Posting a review on the travel website TripAdvisor, one disgruntled holidaymaker who was due to stay at the Antantara Veli resort, wrote: “Our reservation was cancelled with NO notice and we were informed only AFTER we contacted them.

“Back in December we booked the Anantara Veli in an overwater pool villa for a four night stay in early March. Three weeks prior to our departure we emailed the Anantara Veli to confirm our airport pick up and a few other details.

“As a result of our email to Anantara and a call to our booking agent we finally learned that the hotel had simply cancelled our reservation and, I assume, those of many others. They did this without apprising us of this cancellation,” the holidaymaker said.

Anantara said they said they now had a booking for the period including February 19 until March 15 which, after negotiations, developed into a request for total private island buyout of Anantara Veli and Naladhu.

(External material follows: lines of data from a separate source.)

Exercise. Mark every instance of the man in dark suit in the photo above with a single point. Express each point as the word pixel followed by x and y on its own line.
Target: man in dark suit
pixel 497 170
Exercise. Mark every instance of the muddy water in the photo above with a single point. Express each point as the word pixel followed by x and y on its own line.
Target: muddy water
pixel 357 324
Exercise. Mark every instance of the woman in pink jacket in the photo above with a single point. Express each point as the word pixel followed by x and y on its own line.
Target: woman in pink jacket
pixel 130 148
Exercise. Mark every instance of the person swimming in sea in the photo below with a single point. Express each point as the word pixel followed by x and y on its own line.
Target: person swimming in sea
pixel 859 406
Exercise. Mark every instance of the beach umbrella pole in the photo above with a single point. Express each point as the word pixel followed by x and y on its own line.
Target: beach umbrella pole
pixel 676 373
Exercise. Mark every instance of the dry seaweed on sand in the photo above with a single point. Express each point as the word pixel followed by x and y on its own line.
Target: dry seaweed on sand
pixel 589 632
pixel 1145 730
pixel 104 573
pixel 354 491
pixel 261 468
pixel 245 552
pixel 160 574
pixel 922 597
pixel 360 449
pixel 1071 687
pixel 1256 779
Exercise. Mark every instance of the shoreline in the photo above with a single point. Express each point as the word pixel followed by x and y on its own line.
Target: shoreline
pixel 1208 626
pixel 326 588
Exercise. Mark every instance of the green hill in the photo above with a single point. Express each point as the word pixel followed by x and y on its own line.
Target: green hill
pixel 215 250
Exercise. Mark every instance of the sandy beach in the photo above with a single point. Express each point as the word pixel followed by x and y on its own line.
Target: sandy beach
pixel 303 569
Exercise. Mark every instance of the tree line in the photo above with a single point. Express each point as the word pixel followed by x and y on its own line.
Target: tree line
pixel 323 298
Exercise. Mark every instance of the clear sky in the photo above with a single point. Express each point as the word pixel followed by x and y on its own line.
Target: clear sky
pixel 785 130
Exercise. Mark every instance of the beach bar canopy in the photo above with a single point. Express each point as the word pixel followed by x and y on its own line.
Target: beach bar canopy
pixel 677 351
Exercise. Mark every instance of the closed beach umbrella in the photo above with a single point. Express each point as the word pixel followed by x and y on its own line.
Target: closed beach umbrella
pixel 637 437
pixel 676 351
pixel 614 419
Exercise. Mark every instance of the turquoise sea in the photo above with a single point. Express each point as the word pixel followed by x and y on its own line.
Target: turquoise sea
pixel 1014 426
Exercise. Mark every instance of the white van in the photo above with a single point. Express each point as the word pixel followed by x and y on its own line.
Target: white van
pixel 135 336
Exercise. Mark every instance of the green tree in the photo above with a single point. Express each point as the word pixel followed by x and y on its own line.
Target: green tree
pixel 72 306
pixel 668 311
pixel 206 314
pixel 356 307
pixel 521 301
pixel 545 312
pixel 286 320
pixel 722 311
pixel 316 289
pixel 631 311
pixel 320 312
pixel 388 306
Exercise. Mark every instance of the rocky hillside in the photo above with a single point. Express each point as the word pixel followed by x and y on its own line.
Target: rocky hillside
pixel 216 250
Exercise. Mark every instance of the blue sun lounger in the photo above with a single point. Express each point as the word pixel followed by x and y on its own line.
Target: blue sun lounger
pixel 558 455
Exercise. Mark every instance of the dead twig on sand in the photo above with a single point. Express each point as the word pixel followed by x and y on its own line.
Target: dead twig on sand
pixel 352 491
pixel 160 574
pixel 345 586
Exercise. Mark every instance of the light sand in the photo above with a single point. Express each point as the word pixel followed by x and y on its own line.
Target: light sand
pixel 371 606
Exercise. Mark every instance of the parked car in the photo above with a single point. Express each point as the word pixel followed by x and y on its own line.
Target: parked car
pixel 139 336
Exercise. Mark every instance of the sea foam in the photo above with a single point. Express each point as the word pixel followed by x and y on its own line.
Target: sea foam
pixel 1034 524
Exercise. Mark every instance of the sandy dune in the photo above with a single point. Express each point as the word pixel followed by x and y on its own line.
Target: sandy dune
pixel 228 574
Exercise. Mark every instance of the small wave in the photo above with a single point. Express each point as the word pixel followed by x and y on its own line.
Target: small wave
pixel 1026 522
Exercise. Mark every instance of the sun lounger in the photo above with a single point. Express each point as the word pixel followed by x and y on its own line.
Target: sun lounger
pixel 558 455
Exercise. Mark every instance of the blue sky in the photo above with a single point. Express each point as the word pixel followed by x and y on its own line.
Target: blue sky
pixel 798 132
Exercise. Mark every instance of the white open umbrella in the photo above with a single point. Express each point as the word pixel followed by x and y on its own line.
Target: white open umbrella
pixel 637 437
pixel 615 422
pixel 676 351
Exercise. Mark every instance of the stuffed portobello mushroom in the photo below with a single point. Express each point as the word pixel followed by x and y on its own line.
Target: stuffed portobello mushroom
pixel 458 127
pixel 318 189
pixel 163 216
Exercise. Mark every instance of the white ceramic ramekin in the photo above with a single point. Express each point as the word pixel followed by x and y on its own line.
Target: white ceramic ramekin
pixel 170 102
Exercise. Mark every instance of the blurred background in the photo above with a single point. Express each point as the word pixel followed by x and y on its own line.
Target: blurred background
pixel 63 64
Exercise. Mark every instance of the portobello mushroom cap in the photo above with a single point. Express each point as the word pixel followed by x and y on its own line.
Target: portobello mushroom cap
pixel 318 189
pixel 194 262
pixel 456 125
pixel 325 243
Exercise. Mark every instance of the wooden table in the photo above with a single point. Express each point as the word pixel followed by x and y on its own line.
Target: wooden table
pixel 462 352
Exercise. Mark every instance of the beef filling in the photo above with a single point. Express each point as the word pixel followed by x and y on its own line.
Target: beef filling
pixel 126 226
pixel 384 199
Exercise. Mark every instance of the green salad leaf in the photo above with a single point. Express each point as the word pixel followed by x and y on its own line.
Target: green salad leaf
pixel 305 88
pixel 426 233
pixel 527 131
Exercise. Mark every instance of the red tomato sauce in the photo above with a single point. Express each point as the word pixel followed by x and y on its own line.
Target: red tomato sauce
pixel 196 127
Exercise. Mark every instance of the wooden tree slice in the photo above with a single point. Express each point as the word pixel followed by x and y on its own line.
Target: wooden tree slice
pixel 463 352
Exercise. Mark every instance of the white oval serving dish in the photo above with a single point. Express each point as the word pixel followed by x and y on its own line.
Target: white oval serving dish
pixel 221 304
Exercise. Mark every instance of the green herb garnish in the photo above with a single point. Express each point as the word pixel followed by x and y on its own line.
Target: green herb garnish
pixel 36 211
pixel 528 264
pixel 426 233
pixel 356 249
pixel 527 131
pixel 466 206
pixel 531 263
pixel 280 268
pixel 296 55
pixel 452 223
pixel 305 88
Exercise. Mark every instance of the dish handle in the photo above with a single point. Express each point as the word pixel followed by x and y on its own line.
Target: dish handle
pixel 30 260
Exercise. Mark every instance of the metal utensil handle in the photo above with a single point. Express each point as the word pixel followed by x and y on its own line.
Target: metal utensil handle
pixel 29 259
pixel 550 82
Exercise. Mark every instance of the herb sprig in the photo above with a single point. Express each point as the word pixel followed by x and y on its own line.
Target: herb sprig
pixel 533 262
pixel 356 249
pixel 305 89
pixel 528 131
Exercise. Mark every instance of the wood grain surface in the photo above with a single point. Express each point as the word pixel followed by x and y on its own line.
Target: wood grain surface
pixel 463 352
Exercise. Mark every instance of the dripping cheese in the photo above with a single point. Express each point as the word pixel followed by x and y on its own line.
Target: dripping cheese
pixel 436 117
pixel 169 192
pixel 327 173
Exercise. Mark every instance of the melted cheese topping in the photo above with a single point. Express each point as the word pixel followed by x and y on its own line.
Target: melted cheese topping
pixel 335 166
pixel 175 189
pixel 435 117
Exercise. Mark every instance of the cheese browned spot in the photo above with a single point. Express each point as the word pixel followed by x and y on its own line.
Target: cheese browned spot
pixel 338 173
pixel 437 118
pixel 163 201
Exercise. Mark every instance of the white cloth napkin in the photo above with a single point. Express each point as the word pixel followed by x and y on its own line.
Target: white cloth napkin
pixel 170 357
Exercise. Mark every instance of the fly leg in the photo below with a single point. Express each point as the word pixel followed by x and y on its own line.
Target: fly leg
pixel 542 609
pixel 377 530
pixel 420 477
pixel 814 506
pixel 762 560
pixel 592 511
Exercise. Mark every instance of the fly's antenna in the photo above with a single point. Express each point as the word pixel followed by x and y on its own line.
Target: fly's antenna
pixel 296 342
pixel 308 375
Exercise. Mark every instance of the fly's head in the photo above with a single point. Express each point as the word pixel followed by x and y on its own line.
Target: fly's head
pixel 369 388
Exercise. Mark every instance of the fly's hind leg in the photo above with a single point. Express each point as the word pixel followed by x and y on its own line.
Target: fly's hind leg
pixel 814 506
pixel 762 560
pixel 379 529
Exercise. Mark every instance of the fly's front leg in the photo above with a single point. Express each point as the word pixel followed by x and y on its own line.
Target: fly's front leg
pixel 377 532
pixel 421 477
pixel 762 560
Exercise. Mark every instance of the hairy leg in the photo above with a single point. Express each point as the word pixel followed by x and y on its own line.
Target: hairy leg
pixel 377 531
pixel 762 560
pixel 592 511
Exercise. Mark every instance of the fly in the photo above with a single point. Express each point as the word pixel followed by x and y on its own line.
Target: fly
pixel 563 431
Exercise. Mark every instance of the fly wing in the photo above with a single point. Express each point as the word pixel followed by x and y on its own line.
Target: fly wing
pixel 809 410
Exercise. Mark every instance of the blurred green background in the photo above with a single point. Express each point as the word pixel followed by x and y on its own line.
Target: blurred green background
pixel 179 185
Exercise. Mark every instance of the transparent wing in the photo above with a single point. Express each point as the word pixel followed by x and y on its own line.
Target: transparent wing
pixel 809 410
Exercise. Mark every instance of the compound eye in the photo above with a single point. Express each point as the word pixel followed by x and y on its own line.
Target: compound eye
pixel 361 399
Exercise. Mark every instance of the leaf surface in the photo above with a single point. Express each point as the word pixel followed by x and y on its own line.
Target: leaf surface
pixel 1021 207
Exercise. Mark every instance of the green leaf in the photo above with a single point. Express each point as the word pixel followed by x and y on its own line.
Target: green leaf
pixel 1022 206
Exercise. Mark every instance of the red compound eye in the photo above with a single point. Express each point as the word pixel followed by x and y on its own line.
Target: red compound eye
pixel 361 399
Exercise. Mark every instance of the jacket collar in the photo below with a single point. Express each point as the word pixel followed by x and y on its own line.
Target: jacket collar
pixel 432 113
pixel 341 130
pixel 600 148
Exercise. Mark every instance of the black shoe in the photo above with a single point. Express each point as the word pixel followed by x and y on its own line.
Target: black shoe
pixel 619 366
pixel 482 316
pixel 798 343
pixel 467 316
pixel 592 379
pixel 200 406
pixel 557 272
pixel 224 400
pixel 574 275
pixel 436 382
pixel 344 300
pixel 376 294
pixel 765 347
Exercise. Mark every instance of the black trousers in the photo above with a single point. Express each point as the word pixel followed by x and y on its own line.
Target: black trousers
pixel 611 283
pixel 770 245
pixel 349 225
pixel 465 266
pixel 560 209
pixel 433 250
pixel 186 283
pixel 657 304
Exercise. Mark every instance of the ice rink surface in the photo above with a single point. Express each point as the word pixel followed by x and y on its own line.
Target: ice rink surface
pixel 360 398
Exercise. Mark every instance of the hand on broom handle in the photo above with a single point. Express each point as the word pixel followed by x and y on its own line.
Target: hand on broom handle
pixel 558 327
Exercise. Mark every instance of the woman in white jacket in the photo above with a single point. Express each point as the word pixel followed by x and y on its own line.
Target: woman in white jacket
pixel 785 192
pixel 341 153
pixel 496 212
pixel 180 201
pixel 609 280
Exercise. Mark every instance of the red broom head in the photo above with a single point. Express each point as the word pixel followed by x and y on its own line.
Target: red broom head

The holidaymaker, going by the name Buford33, said he was offered a “less desirable resort” as an alternative, but turned it down.

“The message we took away was ‘to hell with clients who took the time to book in advance if we can make more money through a single group, total island booking’,” he said.

A spokeswoman for the Anantara resorts insisted all their guests were happy with the alternative accommodation they had been offered.

“At Anantara Hotels, Resorts & Spas, the wellbeing of our guests is always our primary concern and we consistently seek to address and allay any queries or concerns that are brought to our attention,” she said.

“Whilst we are not at liberty to discuss individual reservations or visits, we would like to share that on the rare occasion that a change occurs in the status of a booking, we try our utmost to ensure the guest's satisfaction throughout the process.”

The Daily Mail said attempts to book rooms in any of the three Anantara hotels during the period of the Crown Prince's stay were met with a 'fully booked' message on the hotel group's website.

The Arab News reported the Crown Prince’s official business trip to the Maldives comes in response to the invitation extended by Maldivian President Abdullah Yameen Abdul Gayoom.

Maldivian Ambassador Adam Hassan said that the visit signified growing relations between the Kingdom and the Maldives.

“Both nations share common approaches on a whole range of bilateral, regional and international issues,” he said.

Maldives was also elected to the UN Human Rights Council together with Saudi Arabia in November.

Discussions about credit facilities began last year during the Maldivian presidential visit to Riyadh, the Arab News reported.